The Singapore cell of Jemaah Islamiyah, a pan-Southeast Asian terrorist group and al Qaeda affiliate, planned to crash a hijacked plane into Singapore's Changi International Airport. They came up with the idea after a previous plot—to attack the U.S., British, Israeli and Australian embassies, along with U.S. naval bases and other U.S. targets—was thwarted by the Internal Security Department, Singapore's domestic intelligence service. The ISD also stopped the airport plot.

Singapore was targeted because of its close relations with the U.S., Israel and the West, and because of its multiethnic society. Like the U.S., Singapore is a melting pot, where people of different ethnicities are equal citizens, hold high positions and are proud of their Singaporean identity. The fact that the Muslim community could be so successful and have good relations with other religious groups was a powerful counterexample to the rhetoric of JI and al Qaeda.

The way that the ISD uncovered the attacks was instructive to those battling al Qaeda around the region. The White Paper the Singaporean government published in 2003 corrected the benign notion that many governments previously had of JI and its intentions.

Just as important was the way the Singaporean authorities reacted to the fact that the JI cell included Muslim Singaporeans. What the authorities didn't do was to turn on the local Muslim community, hold public hearings about the threat from them, and send officers to mosques and homes. They understood that doing so would play into JI's and al Qaeda's hands.

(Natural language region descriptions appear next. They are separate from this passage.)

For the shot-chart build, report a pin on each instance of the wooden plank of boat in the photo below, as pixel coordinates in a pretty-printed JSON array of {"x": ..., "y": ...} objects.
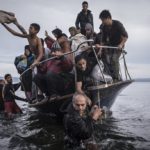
[
  {"x": 104, "y": 86},
  {"x": 44, "y": 101}
]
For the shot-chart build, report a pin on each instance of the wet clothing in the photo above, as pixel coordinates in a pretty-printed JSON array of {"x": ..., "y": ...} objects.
[
  {"x": 9, "y": 98},
  {"x": 21, "y": 66},
  {"x": 83, "y": 19},
  {"x": 85, "y": 76},
  {"x": 1, "y": 98},
  {"x": 112, "y": 36},
  {"x": 77, "y": 128},
  {"x": 8, "y": 92}
]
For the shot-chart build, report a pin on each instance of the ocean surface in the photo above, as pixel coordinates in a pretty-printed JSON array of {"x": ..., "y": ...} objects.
[{"x": 127, "y": 129}]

If the government made the community into outsiders who felt unwelcome in Singapore, it might create more converts to violent extremism.

So instead the Singaporeans worked with the local Muslim community as a partner in developing a program aimed at countering extremism. They turned to local religious leaders and formed a leadership council, and also brought in social services, mental health professionals, and psychologists to develop a comprehensive program.

The Singaporean government understood that developing programs to counter terrorist recruitment efforts is a crucial part of any counterterrorism strategy. Otherwise law enforcement and intelligence operatives can be drawn into a never ending "cat and mouse" game if terrorists are allowed to continue hijacking local grievances for support and recruits. While in some countries investing money and effort on rehabilitation programs is seen as being soft, the Singaporeans see it as an important weapon. They understand that it goes hand-in-hand with intelligence and law enforcement work, and is an important (if forgotten) tool.

The impact of the program on the community has been positive. The Muslim community feels it is part of the effort to protect Singapore from outside terrorists and corrupters. The threat from JI has diminished. Together with colleagues, as part of a study sponsored by the Qatar International Academy for Security Studies, we looked at Countering Violent Extremism programs around the world and found Singapore's to be very effective.

Singapore is a small country with a unique set of legal and cultural principles, and its program would be difficult to replicate wholesale elsewhere. Nevertheless, countries need to develop regional and local strategies (rather than just national ones) to counter the efforts of terrorist groups. The groups themselves adjust their strategies to factor in local grievances and mindsets, and so the size of the Singapore model is more relevant than is at first assumed.

Today countries across the world are beginning to appreciate the value of such programs in countering al Qaeda and other terrorist groups. The U.S. State Department is doing very important work in this area through the office of Ambassador Dan Benjamin, as is the British Foreign and Commonwealth Office and other allied governments. Today more and more countries are looking to learn the lessons from countries with a successful track record countering extremism, and for good reason Singapore is an important model to study.

Mr. Soufan, an FBI supervisory special agent from 1997 to 2005, is chairman of the Soufan Group, a strategic intelligence consultancy. He is the author of "The Black Banners: The Inside Story of 9/11 and the War Against al Qaeda" (W.W. Norton, 2011).